Real-time disclosure of the credit ratings on debt in the $3.7 trillion U.S. municipal bond market will be available in coming months, the board that collects market data said on Monday.

But the ratings will initially come from only one agency.

We expect that will launch before the end of this year and will be a great furtherance of our mission to provide critical information to investors, Municipal Securities Rulemaking Chairman Alan Polsky said in a call with reporters.

Along with writing the rules for the market, the board collects and posts disclosures and trading information for free on its website known as EMMA.

A little more than a year ago, the board announced that it would also make credit rating agencies' assessments available on the site. At the time, it had hoped for all three rating agencies, or Nationally Recognized Statistical Rating Organizations, to participate. But only one, Fitch Ratings, has confirmed involvement.

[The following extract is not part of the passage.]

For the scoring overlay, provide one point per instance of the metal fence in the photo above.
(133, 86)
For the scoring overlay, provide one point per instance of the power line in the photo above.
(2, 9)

We will launch with one rating agency, possibly two, and we have received inquiries from actually other NRSROs, MSRB Executive Director Lynnette Kelly Hotchkiss told the call. They'll go into the normal development cycle, so it'll be a year or another amount of time before the second phase of that projects gets launched.

There are two other major rating agencies beside Fitch -- Standard & Poor's Ratings Services and Moody's Investors Service.

NEXT: DEFINING 'ADVISER'

The board's technology staff has labored all year to devise the best method for posting ratings immediately, Polsky said.

The ratings need to be updated, available, accurate, real-time, he said. There's a fair amount of testing that goes on to make certain that that process has the integrity, has what we need in order to be of the best use to investors.

The board, made up of bankers, broker-dealers, advisers and issuers, has become a more centralized force in the municipal bond market. It is seeking to post large amounts of information about the debt that cities, counties, states and authorities use to finance their capital works as the federal government expands its responsibilities.

The financial reform law passed last summer, known as Dodd-Frank for its congressional authors, put municipal advisers under the board's realm of rulemaking. Since then, the market has wrestled with exactly who can be considered an adviser. The Securities and Exchange Commission, which enforces the rules the board writes, is formulating a definition.

Specifically, because of the market expertise of the MSRB board, we're putting together a list of traditional activities of municipal advisers and we'll be sending that to the SEC early this week, Hotchkiss said. The thinking is that that will help the SEC as they look at professionals in this market and whether or not they are providing what are traditional municipal adviser activities.